In spite of the lack of blogging I have been very busy teaching and thinking about training. Once again I am juggling teaching, training and talking about a variety of dog training venues.  As I commented in my last blog post however, the common theme seems to be maintaining the dog's drive state. This topic is hard to teach because it is more of an art than a science and requires the trainer to develop the skill of being able to read the dog.

If we think of drive in terms of percentages we want the dog at about 90-95% drive state. Any higher than that and the dog is too crazy to think through their drive. As it drops lower than that level then the dog becomes distracted and starts to notice the environment and other distractions. As people have heard me repeat over and over again - you don't have a distraction problem, you have a drive problem. One of the arts of dog training is learning how to tweak the dog's drive in order to keep him at the correct level. For the high drive, over the top dog we need to let him go close to that too high drive place and then let him diminish to just the point where he can think through his drive. We keep the task challenging but something he can handle and then be patient while he works through that level of drive to get what he wants. We neither correct him through it nor help him (i.e. in the form of solving the puzzle for him).
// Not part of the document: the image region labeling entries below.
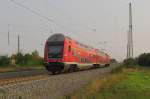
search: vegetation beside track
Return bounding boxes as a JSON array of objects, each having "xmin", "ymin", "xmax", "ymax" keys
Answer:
[
  {"xmin": 65, "ymin": 67, "xmax": 150, "ymax": 99},
  {"xmin": 0, "ymin": 51, "xmax": 43, "ymax": 72}
]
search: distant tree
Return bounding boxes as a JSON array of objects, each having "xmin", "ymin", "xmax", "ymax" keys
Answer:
[
  {"xmin": 0, "ymin": 56, "xmax": 10, "ymax": 66},
  {"xmin": 138, "ymin": 53, "xmax": 150, "ymax": 66}
]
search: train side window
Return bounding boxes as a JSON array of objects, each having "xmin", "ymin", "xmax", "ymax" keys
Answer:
[{"xmin": 68, "ymin": 45, "xmax": 71, "ymax": 52}]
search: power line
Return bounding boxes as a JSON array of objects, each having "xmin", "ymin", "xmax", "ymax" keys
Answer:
[{"xmin": 10, "ymin": 0, "xmax": 65, "ymax": 28}]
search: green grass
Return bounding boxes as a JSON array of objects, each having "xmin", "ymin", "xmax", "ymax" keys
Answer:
[
  {"xmin": 95, "ymin": 71, "xmax": 150, "ymax": 99},
  {"xmin": 71, "ymin": 68, "xmax": 150, "ymax": 99}
]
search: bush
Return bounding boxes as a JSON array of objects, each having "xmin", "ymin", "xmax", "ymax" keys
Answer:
[
  {"xmin": 138, "ymin": 53, "xmax": 150, "ymax": 66},
  {"xmin": 13, "ymin": 51, "xmax": 43, "ymax": 66},
  {"xmin": 0, "ymin": 56, "xmax": 10, "ymax": 66}
]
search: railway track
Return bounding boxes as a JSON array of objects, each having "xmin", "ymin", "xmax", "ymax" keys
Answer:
[
  {"xmin": 0, "ymin": 66, "xmax": 119, "ymax": 86},
  {"xmin": 0, "ymin": 65, "xmax": 118, "ymax": 99}
]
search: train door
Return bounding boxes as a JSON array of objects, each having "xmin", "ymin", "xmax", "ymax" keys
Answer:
[{"xmin": 68, "ymin": 44, "xmax": 72, "ymax": 62}]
Too often people try to physically bring this type of dog down, through training tools and techniques. Whether these tools and techniques are positive or negative, they often just attempt to suppress the dogs natural drive and the opposite occurs. It is like pushing on a spring - the harder you push the stronger the resistant pressure.
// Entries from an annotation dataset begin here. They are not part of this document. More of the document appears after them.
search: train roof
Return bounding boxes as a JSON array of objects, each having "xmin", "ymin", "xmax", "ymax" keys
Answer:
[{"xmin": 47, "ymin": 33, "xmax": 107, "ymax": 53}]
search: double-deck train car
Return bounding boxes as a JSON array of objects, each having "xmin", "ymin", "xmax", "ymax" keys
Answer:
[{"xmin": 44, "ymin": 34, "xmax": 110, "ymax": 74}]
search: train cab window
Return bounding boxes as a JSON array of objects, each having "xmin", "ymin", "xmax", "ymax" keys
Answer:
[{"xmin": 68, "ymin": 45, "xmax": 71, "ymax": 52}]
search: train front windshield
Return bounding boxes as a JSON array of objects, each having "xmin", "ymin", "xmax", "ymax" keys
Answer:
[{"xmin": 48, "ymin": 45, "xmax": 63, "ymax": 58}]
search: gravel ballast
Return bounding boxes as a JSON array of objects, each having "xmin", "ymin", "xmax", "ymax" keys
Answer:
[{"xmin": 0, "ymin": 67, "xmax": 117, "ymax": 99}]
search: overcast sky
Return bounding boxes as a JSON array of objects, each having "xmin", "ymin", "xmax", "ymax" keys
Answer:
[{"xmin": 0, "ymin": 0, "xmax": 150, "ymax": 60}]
On the other hand, an even bigger challenge is getting handlers to see when drive state is too low. In this case we want to step in and not correct or direct the dog (which will have the opposite effect) but we need to do something to push up the drive. We can't insert drive into a dog that doesnt have it. However we can manipulate him so that he develops a habit of bringing the most of whatever drive he  does have to the work. Like with the over the top driven dog, we manipulate his environment and handling to develop a habit in him of working at a certain state of drive. Obviously there are some inherent problems with working from the low end and trying to push it up. This is why when the work is critical my preference is to start with a too high dog - it is much much easier to dial that dog down just a bit. Usually all that is necessary is to be very clear to the dog what he must do to satisfy his drive.
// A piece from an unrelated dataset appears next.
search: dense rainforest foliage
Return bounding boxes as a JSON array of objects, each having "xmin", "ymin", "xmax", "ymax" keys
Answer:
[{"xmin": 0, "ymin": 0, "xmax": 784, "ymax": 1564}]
I think this concept is a difficult thing for handlers of all dog types (high drive or low drive) to understand. I once heard a quote that "dogs are efficiency experts". They are geniuses at taking the shortest path to what they want. Not because they a clever or manipulative but because they don't have the complication of all the thoughts in their head of doing something in any other way. Yet another life lesson that we can probably take from them.....

Monday, March 11, 2013

Attitude vs Mechanics

In the course of teaching a lot of different types of dog training course; whether for sport or work, I find myself making the same observations. A big one is that trainers of all types get way to hung up on the mechanics of a task. Take police k9 detection tasks; something that I am teaching at the moment. I could take a clicker and a handful of treats and teach a great many dogs to nose touch an odor and then sit. However I need a dog that will do all of the above in the presence of a massive amount of distraction, when he is tired, when his handler is distracted, when it is in a place where it has never been in training. For that I need a dog that not only understands the correct exercise but also has the right attitude. In the course of my travels lately I have seen a lot of examples of where the trainer or handler was "winning the battle" and getting a certain behavior but "losing the war" by detracting from the dogs enthusiasm or understanding.

Two more weeks of detection training in the Washington DC area. We have worked with a large group of really fun, highly motivated police k9 trainers. Dogs have been excellent too.